Department of Endocrinology and Metabolism, Department of Cardiology and Institute of Vascular Medicine, Peking University Third Hospital, Beijing, China.
NHC Key Laboratory of Cardiovascular Molecular Biology and Regulatory Peptides; Key Laboratory of Molecular Cardiovascular Science, Ministry of Education, Beijing Key Laboratory of Cardiovascular Receptors Research, Beijing, China.
J Diabetes. 2023 Dec;15(12):1081-1094. doi: 10.1111/1753-0407.13458. Epub 2023 Aug 19.
The role of cardiac microvascular endothelial cells (CMECs) in diabetic cardiomyopathy is not fully understood. We aimed to investigate whether a glucagon receptor (GCGR) monoclonal antibody (mAb) ameliorated diabetic cardiomyopathy and clarify whether and how CMECs participated in the process.
The db/db mice were treated with GCGR mAb or immunoglobulin G (as control) for 4 weeks. Echocardiography was performed to evaluate cardiac function. Immunofluorescent staining was used to determine microvascular density. The proteomic signature in isolated primary CMECs was analyzed by using tandem mass tag-based quantitative proteomic analysis. Some target proteins were verified by using western blot.

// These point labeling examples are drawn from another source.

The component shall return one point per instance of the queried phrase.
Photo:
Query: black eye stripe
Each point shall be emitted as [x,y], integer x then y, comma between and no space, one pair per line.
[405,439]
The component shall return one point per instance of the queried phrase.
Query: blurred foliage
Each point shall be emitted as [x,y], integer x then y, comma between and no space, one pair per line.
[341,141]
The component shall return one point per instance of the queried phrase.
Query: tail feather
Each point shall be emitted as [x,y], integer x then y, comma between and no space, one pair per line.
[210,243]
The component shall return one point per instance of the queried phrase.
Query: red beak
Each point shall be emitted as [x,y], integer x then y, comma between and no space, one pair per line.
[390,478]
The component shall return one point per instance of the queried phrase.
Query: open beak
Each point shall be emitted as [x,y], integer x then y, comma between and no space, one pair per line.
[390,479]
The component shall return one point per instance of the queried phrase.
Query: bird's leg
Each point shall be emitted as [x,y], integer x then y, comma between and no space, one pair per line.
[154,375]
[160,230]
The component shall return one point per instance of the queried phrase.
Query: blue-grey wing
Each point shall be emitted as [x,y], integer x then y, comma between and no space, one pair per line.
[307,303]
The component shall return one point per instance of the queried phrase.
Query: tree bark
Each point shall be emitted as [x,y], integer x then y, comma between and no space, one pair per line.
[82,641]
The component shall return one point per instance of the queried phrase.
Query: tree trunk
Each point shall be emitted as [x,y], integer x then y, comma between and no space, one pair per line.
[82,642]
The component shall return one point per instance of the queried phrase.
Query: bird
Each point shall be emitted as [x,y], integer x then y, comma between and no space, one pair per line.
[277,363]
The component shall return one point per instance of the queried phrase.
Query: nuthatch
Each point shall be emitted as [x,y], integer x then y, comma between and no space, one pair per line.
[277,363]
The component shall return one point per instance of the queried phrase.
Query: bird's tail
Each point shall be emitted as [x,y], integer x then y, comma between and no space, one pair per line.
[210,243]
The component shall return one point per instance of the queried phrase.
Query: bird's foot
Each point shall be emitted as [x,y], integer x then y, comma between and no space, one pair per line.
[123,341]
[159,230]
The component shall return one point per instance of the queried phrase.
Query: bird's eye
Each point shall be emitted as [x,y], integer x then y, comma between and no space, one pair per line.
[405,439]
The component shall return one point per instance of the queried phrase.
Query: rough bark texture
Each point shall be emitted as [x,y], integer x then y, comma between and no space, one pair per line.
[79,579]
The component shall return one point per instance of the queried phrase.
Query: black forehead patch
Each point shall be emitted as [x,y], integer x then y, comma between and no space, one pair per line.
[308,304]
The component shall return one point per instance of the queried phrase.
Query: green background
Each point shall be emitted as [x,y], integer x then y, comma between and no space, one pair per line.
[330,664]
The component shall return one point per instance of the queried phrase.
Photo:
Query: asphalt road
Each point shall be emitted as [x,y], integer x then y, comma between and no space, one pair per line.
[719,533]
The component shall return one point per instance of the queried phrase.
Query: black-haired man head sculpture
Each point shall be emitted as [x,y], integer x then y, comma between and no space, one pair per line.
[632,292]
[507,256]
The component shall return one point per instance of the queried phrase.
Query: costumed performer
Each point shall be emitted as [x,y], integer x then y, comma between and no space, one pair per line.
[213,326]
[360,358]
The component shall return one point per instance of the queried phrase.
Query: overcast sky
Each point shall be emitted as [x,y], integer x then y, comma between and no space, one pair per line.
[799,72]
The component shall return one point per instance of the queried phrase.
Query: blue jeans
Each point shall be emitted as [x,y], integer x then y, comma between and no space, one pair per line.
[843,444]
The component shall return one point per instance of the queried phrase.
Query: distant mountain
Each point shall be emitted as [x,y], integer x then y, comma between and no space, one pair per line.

Compared with db/m mice, cardiac microvascular density and left ventricular diastolic function were significantly reduced in db/db mice, and this reduction was attenuated by GCGR mAb treatment. A total of 199 differentially expressed proteins were upregulated in db/db mice versus db/m mice and downregulated in GCGR mAb-treated db/db mice versus db/db mice. The enrichment analysis demonstrated that fatty acid β-oxidation and mitochondrial fusion were the key pathways. The changes of the related proteins carnitine palmitoyltransferase 1B, optic atrophy type 1, and mitofusin-1 were further verified by using western blot. The levels of these three proteins were upregulated in db/db mice, whereas this upregulation was attenuated by GCGR mAb treatment.
GCGR antagonism has a protective effect on CMECs and cardiac diastolic function in diabetic mice, and this beneficial effect may be mediated via inhibiting fatty acid β-oxidation and mitochondrial fusion in CMECs.
心脏微血管内皮细胞(CMECs)在糖尿病心肌病中的作用尚不完全清楚。本研究旨在探讨胰高血糖素受体(GCGR)单克隆抗体(mAb)是否能改善糖尿病心肌病,并阐明 CMECs 是否以及如何参与这一过程。
db/db 小鼠用 GCGR mAb 或免疫球蛋白 G(作为对照)治疗 4 周。行超声心动图检查评估心功能。免疫荧光染色测定微血管密度。采用串联质量标签定量蛋白质组学分析方法分析分离的原代 CMECs 中的蛋白质组特征。采用 Western blot 验证部分靶蛋白。
与 db/m 小鼠相比,db/db 小鼠的心脏微血管密度和左心室舒张功能明显降低,而 GCGR mAb 治疗可减轻这种降低。与 db/m 小鼠相比,db/db 小鼠中有 199 种差异表达蛋白上调,而在 GCGR mAb 治疗的 db/db 小鼠中下调。富集分析表明,脂肪酸β氧化和线粒体融合是关键途径。进一步通过 Western blot 验证了相关蛋白肉碱棕榈酰转移酶 1B、视神经萎缩 1 型和线粒体融合蛋白 1 的变化。这三种蛋白在 db/db 小鼠中表达上调,而 GCGR mAb 治疗可减轻这种上调。
GCGR 拮抗作用对糖尿病小鼠的 CMECs 和心脏舒张功能具有保护作用,这种有益作用可能是通过抑制 CMECs 中的脂肪酸β氧化和线粒体融合来介导的。